By Anita Garner
I liked old people even before I became one. Younger friends say hush, you’re not old. Well I’m certainly older than I was, and I’m not that upset about it anymore.
Becoming a grandmother (”Hammy” to our toddler, Caedan Ray) isn’t what made me realize I’m aging. It started when my last parent passed. That’s when I first heard a whisper about my own mortality, a reminder that I haven’t been able to ignore. Every day I think or say to myself – better get moving.
Occasionally I forget, and when I wake up and parts of me don’t work as well as they used to, (knees, I’m talking to you) at first I’m ticked off, but by the end of the day, I ask myself, what did you expect? Things aren’t brand new anymore.
I learned nothing from my upbringing about aging gracefully. My mother’s only advice about the passing years was to encourage the use of more moisturizer so boys will like you. She considered all men boyfriends and in her teens she married a man who, through some combination of mercy and grace, turned into a grownup husband who behaved like her sweetheart all the days of their lives. Daddy raised his wife along with us kids, and she clung tenaciously to the role of teenager, even in the face of some gritty realities.
As a southern preacher, he didn’t consider old a condition that needed fixing. He believed in keeping one’s old people at home alongside the halt and the lame and the merely odd. Most houses in my childhood had a back bedroom occupied by someone who fit at least one of those categories. Our California Gramma, the one we spent the most time with, smoked and drank and danced and cussed and sang and bet the horses ’til the end. There wasn’t any talk of age at her house either. And Paw Paw, the southern grandparent who lived into his 90’s, didn’t pass along that gene to his son, because Daddy left us way too soon.
If we’re lucky, we’ll all keep getting older. When I got my first mailer from AARP, I jumped right into their arms. It felt like a kind of freedom. That was probably the year I began telling people my real age, even before they asked. There I was coasting along in the vague category of “somewhere past her mid-forties” and as long as my grown daughter, Cathleen, maintained her looks (and she does) then nobody knew for sure how old I was. Then came that AARP card and full disclosure set in.
AARP will catch up with my buddy across the page soon enough. I’m a few years ahead of him and I’ll be waiting right here to vouch for all the services AARP has to offer, the interesting publications and the discounts. I’m seriously grateful for the research they do and their fights to help our aging population learn how to make all of this work out as well as it possibly can.
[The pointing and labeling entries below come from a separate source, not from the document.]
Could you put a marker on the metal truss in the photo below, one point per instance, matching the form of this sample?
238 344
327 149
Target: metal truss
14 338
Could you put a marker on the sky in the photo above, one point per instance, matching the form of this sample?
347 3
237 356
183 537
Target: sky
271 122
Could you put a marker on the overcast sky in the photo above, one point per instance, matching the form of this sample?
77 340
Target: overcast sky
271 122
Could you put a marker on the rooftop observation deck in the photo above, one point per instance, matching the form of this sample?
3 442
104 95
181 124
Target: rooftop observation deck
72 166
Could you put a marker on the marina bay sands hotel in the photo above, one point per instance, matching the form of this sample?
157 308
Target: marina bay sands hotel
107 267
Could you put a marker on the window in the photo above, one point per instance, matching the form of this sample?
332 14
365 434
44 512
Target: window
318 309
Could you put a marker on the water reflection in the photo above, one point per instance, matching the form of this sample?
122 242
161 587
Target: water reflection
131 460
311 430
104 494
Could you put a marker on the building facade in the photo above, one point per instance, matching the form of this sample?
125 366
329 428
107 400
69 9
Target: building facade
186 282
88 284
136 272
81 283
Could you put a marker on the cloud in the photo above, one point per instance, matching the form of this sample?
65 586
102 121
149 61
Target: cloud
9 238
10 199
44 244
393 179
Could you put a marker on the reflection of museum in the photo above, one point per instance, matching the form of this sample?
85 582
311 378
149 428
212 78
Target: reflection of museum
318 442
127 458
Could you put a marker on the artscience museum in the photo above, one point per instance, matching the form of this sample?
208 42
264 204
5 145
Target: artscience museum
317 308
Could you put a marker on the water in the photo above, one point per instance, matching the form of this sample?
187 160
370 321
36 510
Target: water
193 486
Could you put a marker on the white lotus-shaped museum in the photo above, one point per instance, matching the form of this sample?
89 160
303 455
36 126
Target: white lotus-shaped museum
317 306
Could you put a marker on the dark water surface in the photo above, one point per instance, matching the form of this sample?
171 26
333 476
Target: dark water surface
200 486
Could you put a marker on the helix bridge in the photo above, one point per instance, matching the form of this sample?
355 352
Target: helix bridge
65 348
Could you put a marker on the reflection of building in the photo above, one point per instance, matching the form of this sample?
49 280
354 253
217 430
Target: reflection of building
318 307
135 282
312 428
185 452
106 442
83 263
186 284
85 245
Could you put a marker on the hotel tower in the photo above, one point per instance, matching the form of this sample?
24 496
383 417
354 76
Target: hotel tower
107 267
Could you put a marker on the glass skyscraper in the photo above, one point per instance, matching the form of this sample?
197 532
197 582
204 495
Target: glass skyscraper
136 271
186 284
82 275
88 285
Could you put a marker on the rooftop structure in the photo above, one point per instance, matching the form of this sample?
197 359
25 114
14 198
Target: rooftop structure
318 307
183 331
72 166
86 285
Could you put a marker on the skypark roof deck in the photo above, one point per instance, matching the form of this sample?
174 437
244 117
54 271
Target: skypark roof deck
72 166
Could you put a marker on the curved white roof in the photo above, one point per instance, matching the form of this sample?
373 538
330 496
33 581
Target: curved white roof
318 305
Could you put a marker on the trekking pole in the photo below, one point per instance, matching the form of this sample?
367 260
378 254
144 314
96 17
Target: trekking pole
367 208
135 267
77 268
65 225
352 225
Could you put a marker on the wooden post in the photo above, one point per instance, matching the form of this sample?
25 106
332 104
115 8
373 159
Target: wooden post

I asked my mother once, on a particularly significant birthday, did she feel any different? She said what we’ve all heard a million times, that she still felt 18 inside. I’ve had several significant birthdays of my own since I asked her that, and now I know what she meant. On the inside, it doesn’t feel much different. And she was also right about the moisturizer. Much more of it is required. I don’t know if the boys like me any better, but I’m certain that Avon does.